Today, a challenge was issued by Steve Hayes, director of Novus Medical Detox Center in Pasco County, Florida, that a similar settlement should be pursued against Purdue Pharma, manufacturer of OxyContin, to directly compensate patients whose lives have been adversely affected by this drug.
Merck failed to reveal information that patients on Vioxx were suffering heart attacks, strokes and deaths until the public outcry forced the withdrawal of the drug from the market. Likewise, according to Hayes, the statistics on OxyContin addiction, overdoses and deaths have been hidden from public view.
It is estimated that Merck's settlement will amount to about $100,000 per injured patient or deceased patient's family.
In comparison, in a federal lawsuit brought against Purdue in Virginia in May of this year, OxyContin manufacturer Purdue Pharma and its top executives agreed to pay a fine of $634.5 million, most of which will go to state and federal agencies. Purdue admitted to making false and misleading statements when they claimed that OxyContin was not as addictive or as likely to be abused as other pain medications. The truth, according to Hayes, is that OxyContin is highly addictive and many individuals who were given the drug for moderate pain management have suffered life-ruining dependence and/or addiction.
According to Mr. Hayes, the Director of Novus Medical Detox Center of Pasco County, LLC, where numerous OxyContin victims are medically detoxed, "It is very unfortunate that only approximately $130 million of this fine has been allocated to individuals who have sued Purdue Pharma. If the tens of thousands of victims, who Purdue has admitted to having lied to, were to share in the settlement, there would only be a few dollars for each one, certainly not enough to aid these individuals in reclaiming their lives from this addiction. What should happen is that Purdue should be required to pay a similar settlement as Merck."

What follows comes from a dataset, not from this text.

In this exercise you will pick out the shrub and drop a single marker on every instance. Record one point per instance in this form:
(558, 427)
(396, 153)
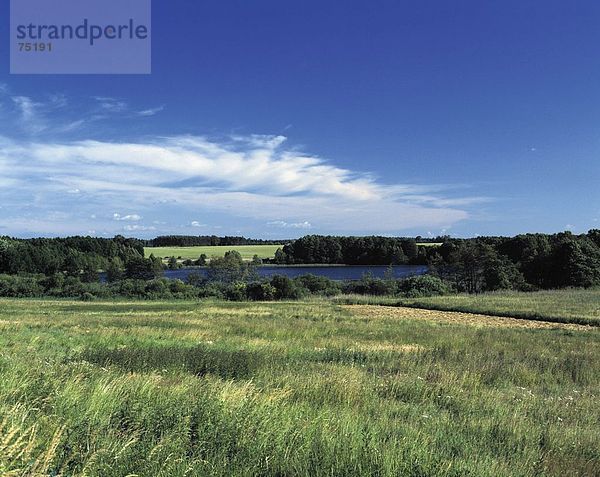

Hayes continued, "We see first hand the misery of OxyContin addiction and physical dependence caused by the unfortunate reliance by our patients on the representations of this drug company that seems only interested in profits--not the welfare of the public. If Purdue was forced to pay the costs of a good medical detox and then a good rehab, they would then be taking responsibility for their acts. This would not replace the ruined marriages and broken families, but it would give the OxyContin victims a chance to live normal lives."